56The Nitrates Plants were restarted on 12 December 2011. A number of community meetings were held prior to the restart.
57On 30 March 2012, Orica wrote to the EPA in respect of actions undertaken as a requirement of condition U12 of Licence 828. This was repeated on 2 April 2012, when Orica again wrote to the EPA in respect of actions undertaken as a requirement of condition U12. The letter detailed a program of employee training completed by Orica in response to the Incident.
58Mr Winstone confirmed in his 3 December 2012 affidavit that the short term recommendations in the Investigation Report were implemented promptly, including the following:
(a)the installation of a high integrity trip valve on the No 1 and No 2 Ammonia Feed Tanks, operating independently of the computer-based Distributed Control System ("the DCS");
(b)the upgrade of the existing trips on the Ammonia Feed Tanks;
(c)the installation of an interlock device to ensure the trip operation does not increase the risk of release of ammonia upstream or downstream of the Ammonia Feed Tanks;
(d)the reconfiguration of alarms for improved trip monitoring;
(e)the modification of procedures and software to ensure that alarms cannot be disabled without proper review;
(f)changes to batch filling procedures to better manage and match pump outputs and production capacity; and
(g)the training of all relevant operators in the modified equipment and updated operating instructions.

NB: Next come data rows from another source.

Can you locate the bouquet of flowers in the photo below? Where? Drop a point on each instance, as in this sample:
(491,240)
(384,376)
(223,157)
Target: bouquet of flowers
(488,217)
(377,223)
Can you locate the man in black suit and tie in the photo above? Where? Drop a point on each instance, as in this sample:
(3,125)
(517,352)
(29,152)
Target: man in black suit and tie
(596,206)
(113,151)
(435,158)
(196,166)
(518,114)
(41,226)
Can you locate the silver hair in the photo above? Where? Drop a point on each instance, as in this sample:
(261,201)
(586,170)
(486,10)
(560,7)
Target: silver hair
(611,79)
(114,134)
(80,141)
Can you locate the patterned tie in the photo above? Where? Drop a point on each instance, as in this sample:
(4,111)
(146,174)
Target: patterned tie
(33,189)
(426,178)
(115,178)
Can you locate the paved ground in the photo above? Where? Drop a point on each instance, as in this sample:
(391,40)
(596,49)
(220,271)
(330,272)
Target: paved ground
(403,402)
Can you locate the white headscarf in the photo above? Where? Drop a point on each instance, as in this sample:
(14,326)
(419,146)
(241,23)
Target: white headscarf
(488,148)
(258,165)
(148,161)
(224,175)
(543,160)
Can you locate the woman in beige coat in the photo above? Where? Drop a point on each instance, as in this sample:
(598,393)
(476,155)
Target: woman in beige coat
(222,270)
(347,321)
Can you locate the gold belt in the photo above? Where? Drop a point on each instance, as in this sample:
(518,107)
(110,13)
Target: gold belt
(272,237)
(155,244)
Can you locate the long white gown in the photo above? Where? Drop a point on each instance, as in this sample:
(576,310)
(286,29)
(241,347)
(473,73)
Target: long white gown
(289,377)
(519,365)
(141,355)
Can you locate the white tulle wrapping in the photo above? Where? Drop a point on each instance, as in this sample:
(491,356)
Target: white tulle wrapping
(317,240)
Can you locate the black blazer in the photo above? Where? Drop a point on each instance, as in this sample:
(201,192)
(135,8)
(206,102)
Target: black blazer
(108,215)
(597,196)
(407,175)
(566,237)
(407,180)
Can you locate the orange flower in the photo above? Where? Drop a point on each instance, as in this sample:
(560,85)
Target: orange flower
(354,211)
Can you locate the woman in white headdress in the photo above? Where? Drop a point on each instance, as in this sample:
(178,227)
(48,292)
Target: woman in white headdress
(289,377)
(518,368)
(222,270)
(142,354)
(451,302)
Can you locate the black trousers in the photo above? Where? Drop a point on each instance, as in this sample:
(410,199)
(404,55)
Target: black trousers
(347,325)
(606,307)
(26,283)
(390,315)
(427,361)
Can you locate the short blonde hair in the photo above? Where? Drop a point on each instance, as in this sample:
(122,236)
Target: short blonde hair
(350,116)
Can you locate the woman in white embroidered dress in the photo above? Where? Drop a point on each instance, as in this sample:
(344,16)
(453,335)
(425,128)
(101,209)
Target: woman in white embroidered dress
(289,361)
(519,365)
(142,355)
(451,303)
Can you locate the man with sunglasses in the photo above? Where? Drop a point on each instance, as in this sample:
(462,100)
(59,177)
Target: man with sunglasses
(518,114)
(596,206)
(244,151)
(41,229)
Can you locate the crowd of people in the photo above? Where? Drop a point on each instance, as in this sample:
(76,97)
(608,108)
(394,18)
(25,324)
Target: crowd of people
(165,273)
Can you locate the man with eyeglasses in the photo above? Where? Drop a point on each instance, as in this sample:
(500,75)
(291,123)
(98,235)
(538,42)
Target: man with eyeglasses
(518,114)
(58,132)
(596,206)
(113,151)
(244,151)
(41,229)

59Mr Winstone also confirmed that a number of medium term recommendations in the Investigation Report had been implemented including:
(a)improvements in DCS alarm management and site operating procedures and a review and update of the Nitrates DCS alarms panel to include additional critical information;
(b)the installation of restriction devices on the pressure gauges of No 1 and No 2 Ammonia Feed Tanks to minimise any loss of containment in the event of a pressure gauge or piping failure; and
(c)the introduction of a comprehensive standard operating procedure requiring risk assessments to be undertaken in abnormal operating conditions.
60Mr Winstone further deposed to steps taken to implement the two long term recommendations made by Mr Weiss in the Investigation Report, namely, first, upgrading the existing Nitrates DCS to include effective alarm management tools, and second, simplifying the design of future ammonia storage vessels to minimise small bore piping. He stated that a $16 million project to upgrade the DCS alarm system was underway and was scheduled for completion for the end of 2013, and that implementation of the second recommendation had also commenced.
61Finally, in addition to the recommendations made in the Investigation Report, Orica implemented the following improvements to ammonia management systems following the Incident:
(a)it made instrumentation changes to minimise the risk of a pressure relief valve release event;
(b)it updated procedures for emptying and refilling the pressurised ammonia storage tanks to prevent overpressure during startup and shutdown;
(c)it reviewed all ammonia systems at the KI premises to determine the risk of a similar event and modified operations to minimise this risk;
(d)it shared information on the Incident with other Orica and affiliated facilities in Australia and internationally;
(e)it installed double block and bleed valves on the Ammonia Feed Tank pressure gauges to enable positive isolations and mitigate loss of containment incidents; and
(f)it installed a high rate of change level alarm on the Ammonia Feed Tanks that provides early warning of potential overpressure on the Nitrates DCS.
62These actions resulted from the risk assessment process used to implement the recommendations in the Investigation Report. The risk assessment process was broadened to ensure that other areas of the KI premises did not have the same potential for a similar incident. In total, there were 28 modifications to the plant at the KI premises implemented as part of these further improvement projects.